I interviewed BlueConduit’s VP of Data Science, Alice Berners-Lee, to learn more about how BlueConduit’s expert data science team defines AI, predictive modeling, and statistical analysis. This interview has been edited and condensed for clarity.
Elana Fox: We always hear about statistical analysis, predictive modeling, and AI. How do you define these 3 terms and how do they relate to each other?
Alice Berners-Lee: Broadly, I think about it in a hierarchy: AI to statistical analysis to predictive modeling. So you’re getting more and more specific as you go.
To me, AI is a colloquial term that is a huge umbrella. It basically just means things that a computer can do that a brain can also do; it’s just intelligence that is not in a brain. The colloquial definition of “AI” changes with the times. That’s one of the reasons that I think it’s really a useless word in a lot of ways.
In certain subfields of computer science or in neuroscience, there are areas where you get specific definitions of AI, but that’s not what we’re typically talking about when we talk about AI.
Elana Fox: When people talk about AI today, do you think they’re mostly talking about generative AI?
Alice Berners-Lee: I don’t think so. I think that people like using the term AI because it changes with the times. Artificial intelligence is us making computers simulate what our brains can do.To me, AI always seems to mean, colloquially, the thing that people are impressed that computers can do. That new thing becomes ‘AI’ and once people get used to the fact that computers can do this and you realize how different humans are than computers then all of a sudden you’re like ‘oh, that’s not AI because that’s not intelligence. That’s just a computer doing this thing.” And we do it a lot better.
But when things first come out then everybody’s like, ‘I can’t believe a computer is doing this for me.’ So that’s why I feel like trying to define AI is really fickle. Right now, large language models like ChatGPT are in the news a lot and because people are super impressed with them, that’s what people are talking about. There’s always something new that people are impressed with but, in 10 years, people will realize how limited they are in some ways and we’ll call them something else. That’s just my prediction.
Elana Fox: Tell me about statistical analysis and predictive modeling.
Alice Berners-Lee: Statistical analysis is basically anything that uses math and mathematical models to infer the underlying population from a sample. There are a wide range of different types of models, and predictive modeling is a type of statistical analysis that produces and relates to probabilities.
Even the works “analysis” and “model” are tricky. They both can have multiple meanings and be used in different ways. So you can have a statistical model, statistical analysis, a machine learning model, predictive analysis, etc.
To me, we often substitute in different words to try to communicate different levels of rigor. Colloquially, we usually use ‘model’ as a higher rigor compared to ‘analysis.’
Analysis can really be anything. It can range from complicated mathematical models that you have to have a PhD in a subfield to understand to using simple formulas in an Excel spreadsheet. Sometimes, you can even do analysis without even using a spreadsheet; for example, if you press buttons on a software that’s been made for you.
When I think of modeling, it typically comes after we’ve already done a good amount of analysis to understand what data we’re working with. And then we’re going to build something that can do the type of math that we as humans don’t do regularly. It would take us a lot longer to do it manually. So we build a model that will optimize the things that we are defining it to optimize.

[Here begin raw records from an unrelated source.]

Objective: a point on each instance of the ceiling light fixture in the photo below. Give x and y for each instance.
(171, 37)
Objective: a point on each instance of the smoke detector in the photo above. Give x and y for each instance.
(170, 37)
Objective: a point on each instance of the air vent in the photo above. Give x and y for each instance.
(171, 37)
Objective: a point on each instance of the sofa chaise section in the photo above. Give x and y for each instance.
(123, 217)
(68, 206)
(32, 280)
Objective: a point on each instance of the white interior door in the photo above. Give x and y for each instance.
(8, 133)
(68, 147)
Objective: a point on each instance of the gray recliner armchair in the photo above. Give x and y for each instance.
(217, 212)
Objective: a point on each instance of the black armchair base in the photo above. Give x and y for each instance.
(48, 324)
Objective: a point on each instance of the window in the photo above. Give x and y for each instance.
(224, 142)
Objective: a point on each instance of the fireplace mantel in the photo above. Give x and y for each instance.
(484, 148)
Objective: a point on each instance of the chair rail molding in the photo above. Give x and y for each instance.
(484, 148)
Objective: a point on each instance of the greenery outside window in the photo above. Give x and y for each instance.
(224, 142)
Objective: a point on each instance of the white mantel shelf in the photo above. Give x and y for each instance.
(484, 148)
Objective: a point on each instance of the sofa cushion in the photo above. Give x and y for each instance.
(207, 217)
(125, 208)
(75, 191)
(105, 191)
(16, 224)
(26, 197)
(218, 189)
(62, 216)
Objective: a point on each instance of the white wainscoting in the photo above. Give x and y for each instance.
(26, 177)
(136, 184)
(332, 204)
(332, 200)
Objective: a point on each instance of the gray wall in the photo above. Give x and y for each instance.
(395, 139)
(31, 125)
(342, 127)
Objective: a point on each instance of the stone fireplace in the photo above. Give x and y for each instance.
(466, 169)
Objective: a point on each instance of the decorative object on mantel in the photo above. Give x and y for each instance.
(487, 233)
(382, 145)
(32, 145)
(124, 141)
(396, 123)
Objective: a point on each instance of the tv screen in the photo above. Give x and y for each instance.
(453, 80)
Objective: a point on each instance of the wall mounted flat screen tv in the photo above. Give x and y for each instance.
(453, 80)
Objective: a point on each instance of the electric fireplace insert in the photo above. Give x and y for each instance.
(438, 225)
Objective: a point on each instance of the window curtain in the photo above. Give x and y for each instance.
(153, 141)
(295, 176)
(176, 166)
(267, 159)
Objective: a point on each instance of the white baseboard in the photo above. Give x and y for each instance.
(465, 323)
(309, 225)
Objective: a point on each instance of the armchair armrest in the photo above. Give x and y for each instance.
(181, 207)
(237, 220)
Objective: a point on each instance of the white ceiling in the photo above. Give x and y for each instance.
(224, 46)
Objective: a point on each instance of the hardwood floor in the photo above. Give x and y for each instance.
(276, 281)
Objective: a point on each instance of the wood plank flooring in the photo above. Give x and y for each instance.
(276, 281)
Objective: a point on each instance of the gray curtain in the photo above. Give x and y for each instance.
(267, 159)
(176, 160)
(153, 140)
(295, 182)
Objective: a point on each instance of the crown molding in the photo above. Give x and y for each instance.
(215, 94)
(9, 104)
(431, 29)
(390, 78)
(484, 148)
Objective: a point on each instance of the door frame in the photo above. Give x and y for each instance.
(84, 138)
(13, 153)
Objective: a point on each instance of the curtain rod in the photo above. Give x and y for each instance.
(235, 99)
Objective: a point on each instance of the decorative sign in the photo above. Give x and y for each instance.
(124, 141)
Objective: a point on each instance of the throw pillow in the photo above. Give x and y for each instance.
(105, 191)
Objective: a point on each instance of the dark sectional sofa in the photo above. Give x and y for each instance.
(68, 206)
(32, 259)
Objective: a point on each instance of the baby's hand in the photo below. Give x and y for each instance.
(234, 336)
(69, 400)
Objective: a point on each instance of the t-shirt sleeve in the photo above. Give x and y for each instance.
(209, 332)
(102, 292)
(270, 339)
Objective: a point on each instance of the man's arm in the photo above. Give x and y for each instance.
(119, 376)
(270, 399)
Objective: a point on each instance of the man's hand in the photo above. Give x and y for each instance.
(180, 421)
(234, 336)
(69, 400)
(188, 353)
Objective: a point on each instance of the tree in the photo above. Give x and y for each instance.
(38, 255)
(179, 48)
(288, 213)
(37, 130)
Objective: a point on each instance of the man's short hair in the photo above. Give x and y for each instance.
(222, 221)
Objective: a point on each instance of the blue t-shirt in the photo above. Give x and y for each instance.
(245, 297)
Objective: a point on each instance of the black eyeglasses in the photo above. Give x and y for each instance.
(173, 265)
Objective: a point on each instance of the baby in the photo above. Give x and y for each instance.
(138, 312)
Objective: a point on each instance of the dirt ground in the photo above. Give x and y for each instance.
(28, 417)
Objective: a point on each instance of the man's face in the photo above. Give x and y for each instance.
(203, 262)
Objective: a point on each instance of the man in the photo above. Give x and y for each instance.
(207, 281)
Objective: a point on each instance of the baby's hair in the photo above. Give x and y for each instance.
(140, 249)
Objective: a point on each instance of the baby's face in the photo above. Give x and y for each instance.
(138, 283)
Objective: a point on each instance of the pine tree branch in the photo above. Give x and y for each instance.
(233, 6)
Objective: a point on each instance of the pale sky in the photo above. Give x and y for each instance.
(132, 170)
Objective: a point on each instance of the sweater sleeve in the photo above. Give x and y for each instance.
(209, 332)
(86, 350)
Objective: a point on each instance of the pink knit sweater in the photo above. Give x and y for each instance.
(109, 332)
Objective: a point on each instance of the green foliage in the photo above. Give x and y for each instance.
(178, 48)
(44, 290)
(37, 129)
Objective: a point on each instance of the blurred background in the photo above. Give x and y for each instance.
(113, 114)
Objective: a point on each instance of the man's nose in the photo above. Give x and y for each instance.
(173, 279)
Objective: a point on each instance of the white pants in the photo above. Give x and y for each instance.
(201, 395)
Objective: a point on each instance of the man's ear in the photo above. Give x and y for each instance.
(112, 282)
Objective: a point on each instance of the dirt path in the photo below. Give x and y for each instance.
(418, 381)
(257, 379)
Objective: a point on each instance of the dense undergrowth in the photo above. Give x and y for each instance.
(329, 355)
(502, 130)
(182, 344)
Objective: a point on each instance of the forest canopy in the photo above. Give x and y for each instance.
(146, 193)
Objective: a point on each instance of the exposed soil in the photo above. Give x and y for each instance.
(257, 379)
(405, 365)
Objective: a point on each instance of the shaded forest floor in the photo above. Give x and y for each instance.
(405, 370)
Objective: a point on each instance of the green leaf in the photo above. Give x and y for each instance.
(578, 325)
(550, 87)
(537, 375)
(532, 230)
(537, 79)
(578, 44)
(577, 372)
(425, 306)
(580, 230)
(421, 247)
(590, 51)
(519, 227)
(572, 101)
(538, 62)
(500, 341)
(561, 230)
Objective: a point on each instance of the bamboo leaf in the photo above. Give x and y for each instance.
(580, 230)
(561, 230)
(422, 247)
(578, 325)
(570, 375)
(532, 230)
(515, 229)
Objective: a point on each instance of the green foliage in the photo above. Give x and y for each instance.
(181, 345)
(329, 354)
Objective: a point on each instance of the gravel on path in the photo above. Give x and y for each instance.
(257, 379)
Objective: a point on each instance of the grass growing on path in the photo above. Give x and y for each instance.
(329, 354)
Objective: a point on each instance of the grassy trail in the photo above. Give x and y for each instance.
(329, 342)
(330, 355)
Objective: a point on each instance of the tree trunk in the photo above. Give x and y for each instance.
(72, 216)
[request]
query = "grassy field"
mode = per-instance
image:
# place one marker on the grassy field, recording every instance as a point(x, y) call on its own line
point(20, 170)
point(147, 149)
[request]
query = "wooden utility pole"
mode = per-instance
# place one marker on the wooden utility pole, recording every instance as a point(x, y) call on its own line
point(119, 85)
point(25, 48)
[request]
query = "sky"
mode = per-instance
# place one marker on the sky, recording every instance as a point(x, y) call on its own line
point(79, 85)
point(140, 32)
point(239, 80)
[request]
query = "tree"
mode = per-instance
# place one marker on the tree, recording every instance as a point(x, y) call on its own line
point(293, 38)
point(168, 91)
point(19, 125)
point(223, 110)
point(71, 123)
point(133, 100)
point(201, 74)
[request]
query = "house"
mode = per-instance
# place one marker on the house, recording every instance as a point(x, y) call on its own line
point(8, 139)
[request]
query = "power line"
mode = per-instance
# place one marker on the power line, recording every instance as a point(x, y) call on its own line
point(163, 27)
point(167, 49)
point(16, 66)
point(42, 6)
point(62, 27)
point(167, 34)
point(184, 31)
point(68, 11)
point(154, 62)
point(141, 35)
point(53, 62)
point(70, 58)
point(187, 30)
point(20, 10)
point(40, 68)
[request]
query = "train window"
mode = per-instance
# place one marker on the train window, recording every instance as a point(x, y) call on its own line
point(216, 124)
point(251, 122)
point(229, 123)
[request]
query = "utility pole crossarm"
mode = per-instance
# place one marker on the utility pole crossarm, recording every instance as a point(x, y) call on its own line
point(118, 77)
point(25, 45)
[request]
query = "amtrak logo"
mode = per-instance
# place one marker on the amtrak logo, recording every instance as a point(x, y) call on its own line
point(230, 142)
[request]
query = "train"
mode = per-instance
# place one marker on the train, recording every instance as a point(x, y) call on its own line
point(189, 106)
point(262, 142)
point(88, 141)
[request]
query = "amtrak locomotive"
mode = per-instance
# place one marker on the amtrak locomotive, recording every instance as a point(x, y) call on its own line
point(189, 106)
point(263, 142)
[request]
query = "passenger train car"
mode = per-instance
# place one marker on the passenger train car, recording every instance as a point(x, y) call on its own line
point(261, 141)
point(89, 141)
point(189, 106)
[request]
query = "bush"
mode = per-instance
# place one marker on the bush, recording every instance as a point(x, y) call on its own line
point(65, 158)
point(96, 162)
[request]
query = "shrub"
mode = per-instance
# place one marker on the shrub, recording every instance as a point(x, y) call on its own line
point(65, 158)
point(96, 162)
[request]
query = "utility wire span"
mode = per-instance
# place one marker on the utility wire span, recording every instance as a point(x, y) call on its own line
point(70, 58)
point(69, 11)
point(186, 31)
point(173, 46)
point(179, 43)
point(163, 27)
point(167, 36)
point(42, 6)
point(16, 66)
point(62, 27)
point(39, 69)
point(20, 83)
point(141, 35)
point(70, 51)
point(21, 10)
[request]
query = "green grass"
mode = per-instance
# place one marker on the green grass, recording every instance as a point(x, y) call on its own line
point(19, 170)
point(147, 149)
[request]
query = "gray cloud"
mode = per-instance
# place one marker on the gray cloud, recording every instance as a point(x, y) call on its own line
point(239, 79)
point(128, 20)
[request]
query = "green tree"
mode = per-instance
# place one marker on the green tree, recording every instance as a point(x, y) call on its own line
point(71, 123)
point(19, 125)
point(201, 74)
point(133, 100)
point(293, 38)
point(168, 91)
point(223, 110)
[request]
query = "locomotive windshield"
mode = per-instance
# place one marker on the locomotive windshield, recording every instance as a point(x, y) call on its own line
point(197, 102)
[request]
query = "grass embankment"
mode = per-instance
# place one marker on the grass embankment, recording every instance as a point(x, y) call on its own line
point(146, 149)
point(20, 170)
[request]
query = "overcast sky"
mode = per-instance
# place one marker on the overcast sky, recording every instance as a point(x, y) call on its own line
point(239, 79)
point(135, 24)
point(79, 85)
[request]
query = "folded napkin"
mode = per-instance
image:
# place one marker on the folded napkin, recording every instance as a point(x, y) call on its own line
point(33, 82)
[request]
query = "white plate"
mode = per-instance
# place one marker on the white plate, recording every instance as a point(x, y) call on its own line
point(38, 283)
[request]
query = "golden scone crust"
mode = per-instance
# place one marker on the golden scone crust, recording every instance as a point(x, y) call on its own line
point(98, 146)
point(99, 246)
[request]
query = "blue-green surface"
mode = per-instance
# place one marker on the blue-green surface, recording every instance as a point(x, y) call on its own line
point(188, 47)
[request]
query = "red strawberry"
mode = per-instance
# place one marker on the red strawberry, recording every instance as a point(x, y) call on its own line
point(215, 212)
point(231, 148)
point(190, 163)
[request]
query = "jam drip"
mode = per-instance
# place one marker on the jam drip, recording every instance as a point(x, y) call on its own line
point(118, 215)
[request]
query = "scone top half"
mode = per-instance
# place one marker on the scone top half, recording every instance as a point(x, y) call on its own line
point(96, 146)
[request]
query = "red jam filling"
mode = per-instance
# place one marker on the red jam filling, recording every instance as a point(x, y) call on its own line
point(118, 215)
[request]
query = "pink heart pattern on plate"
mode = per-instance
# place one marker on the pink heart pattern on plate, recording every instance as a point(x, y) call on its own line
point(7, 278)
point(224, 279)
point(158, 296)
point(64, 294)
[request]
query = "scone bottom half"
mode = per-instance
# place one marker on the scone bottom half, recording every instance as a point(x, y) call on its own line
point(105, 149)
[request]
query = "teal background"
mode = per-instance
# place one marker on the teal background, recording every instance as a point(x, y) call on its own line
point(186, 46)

But the problem with the word ‘model’ is that even though it connotes more rigor in some senses, it also has a really broad meaning in other senses. Because it’s perfectly reasonable to use the word model in a way of having a mental model of something. A schema or anything that has a heuristic can be a model, so basically your simplest way of visualizing a problem or a solution and implementing it in any form is a model. There’s just a gradient between things like a schema or a word model or a picture all the way up to a highly parameterized model that takes a huge amount of time to compute.
So even though I like to use the word ‘model’ when I’m actually talking about a more rigorous amount of analysis and use ‘analysis’ when talking about sort of earlier steps in a process and more rudimentary sort of mathematical equations, it’s really all about how the person is using the term.
Elana Fox: Can you give me an example?
Alice Berners-Lee: We’ve seen other companies use the word ‘model’ and then realize later that they are using something I would actually call a heuristic.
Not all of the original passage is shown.